I regret writing this letter, but I have to convey to you the feelings of the Malays. In truth the Malays whether they are UMNO or PMIP supporters really hate you, especially those who had lost homes, children and relatives, because of your 'give and take' policy.
They said you wanted to be known only as 'The Happy Prime Minister' even though others are suffering. They said that although the country was in a state of emergency you were engrossed playing poker with your Chinese friends. Even the policemen said that you were using official cars and police escorts to contact your poker gang.
Lately, another disturbing factor came to light. The Malays in the Civil Service, from Permanent Secretary downwards, Army Officers and the Malays in the Police Force have lost faith and respect for you. I know that the majority of them voted for the PMIP through mail ballots....
I wish to convey what the people really think, that is that it is high time you resign as our Prime Minister and UMNO leader.
I am fully aware of the powers you still hold and I remember too well the fate of AZIZ ISHAK. But I would be irresponsible if I do not explain what I have said earlier. Even if I am jailed, I have to say what I have already said.
Once more I wish to repeat that the statement I made [on the continued exclusion of the MCA from the Cabinet] is to prevent the Malays from hating the Government more and to stop the Chinese from abusing the dignity of the Malays. A bigger riot will occur if this is allowed. The military itself will be beyond control.
I pray to God it will open your heart to accept the truth bitter though it may be."
Soon after, Tengku stepped aside and Tun Razak took over as Prime Minister. The opposition parties were invited to join the government and the Alliance gave way to the Barisan Nasional giving the government back their two-thirds majority in Parliament. Later on, of course, PAS left the BN to stay on as an opposition party.

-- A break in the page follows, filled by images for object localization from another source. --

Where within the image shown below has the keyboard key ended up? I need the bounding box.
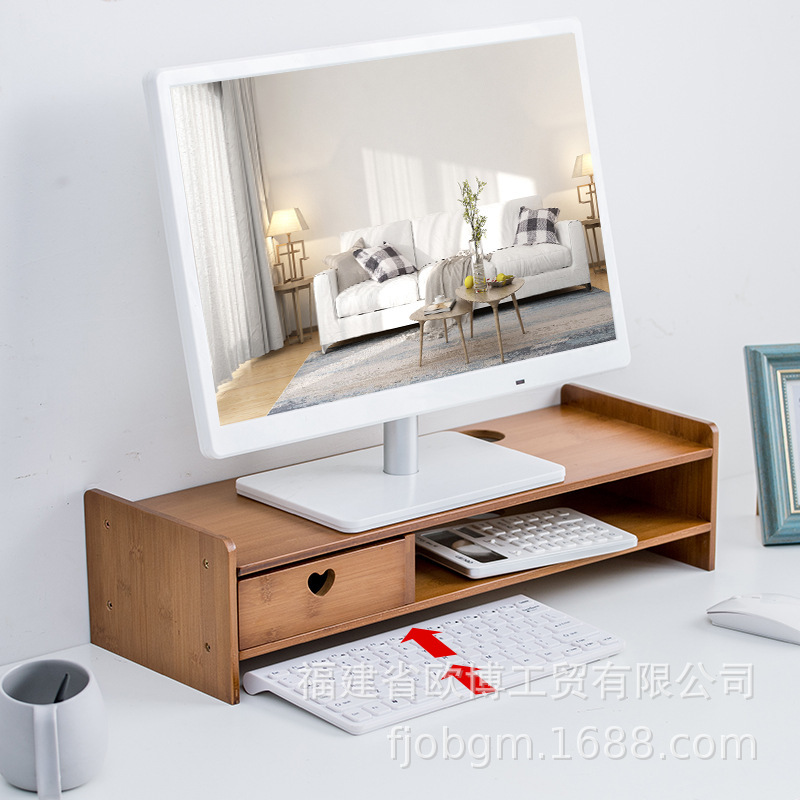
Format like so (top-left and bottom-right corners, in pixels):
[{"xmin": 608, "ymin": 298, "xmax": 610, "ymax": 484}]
[
  {"xmin": 342, "ymin": 708, "xmax": 373, "ymax": 723},
  {"xmin": 364, "ymin": 702, "xmax": 393, "ymax": 717}
]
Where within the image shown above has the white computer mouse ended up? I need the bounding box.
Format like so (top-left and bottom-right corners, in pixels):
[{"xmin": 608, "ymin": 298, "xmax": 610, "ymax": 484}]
[{"xmin": 707, "ymin": 593, "xmax": 800, "ymax": 644}]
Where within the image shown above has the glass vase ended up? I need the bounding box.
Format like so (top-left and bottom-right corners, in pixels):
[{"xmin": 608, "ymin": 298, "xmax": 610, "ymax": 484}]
[{"xmin": 471, "ymin": 239, "xmax": 488, "ymax": 293}]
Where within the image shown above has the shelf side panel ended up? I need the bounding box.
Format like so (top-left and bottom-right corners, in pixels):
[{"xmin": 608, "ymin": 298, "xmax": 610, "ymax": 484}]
[{"xmin": 85, "ymin": 490, "xmax": 240, "ymax": 703}]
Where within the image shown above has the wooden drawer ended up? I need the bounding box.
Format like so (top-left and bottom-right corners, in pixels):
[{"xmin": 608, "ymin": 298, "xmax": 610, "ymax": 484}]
[{"xmin": 238, "ymin": 538, "xmax": 414, "ymax": 651}]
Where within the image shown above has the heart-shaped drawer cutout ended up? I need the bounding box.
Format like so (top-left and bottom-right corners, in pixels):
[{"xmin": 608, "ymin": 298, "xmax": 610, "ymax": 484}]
[{"xmin": 307, "ymin": 568, "xmax": 335, "ymax": 596}]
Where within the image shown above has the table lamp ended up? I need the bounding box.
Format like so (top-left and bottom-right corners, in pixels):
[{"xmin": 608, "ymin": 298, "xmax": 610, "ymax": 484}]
[
  {"xmin": 267, "ymin": 207, "xmax": 309, "ymax": 282},
  {"xmin": 572, "ymin": 153, "xmax": 598, "ymax": 220}
]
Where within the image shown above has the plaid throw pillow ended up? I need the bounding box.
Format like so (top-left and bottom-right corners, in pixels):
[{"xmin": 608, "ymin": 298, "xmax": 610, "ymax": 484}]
[
  {"xmin": 353, "ymin": 243, "xmax": 417, "ymax": 283},
  {"xmin": 513, "ymin": 206, "xmax": 560, "ymax": 245}
]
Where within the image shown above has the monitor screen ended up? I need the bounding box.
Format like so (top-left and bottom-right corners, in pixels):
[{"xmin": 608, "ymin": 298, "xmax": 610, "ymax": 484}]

This was a conspiracy at the highest level and nothing short of a power struggle with the "Young Turks" then forming the pressure group. To achieve their ends, they very “cleverly” used race to make the Malays rise and push Tengku aside. Today they are doing it again, but this time to try to push keADILan and PAS aside. This is dangerous. It may backfire and, instead, it may make the Malays rise against the non-Malays, like what happened in 1969 – a fire raging out of control and no fire extinguisher in sight.
We must never allow our country to be turned into a racial battlefield again. Let politics be issues concerning policies, civil rights, and justice. Let us not allow anyone to bring race and religion into our politics lest we suffer the fate of many countries around us where mass murders of entire families are made in the name of “bangsa” and “agama”.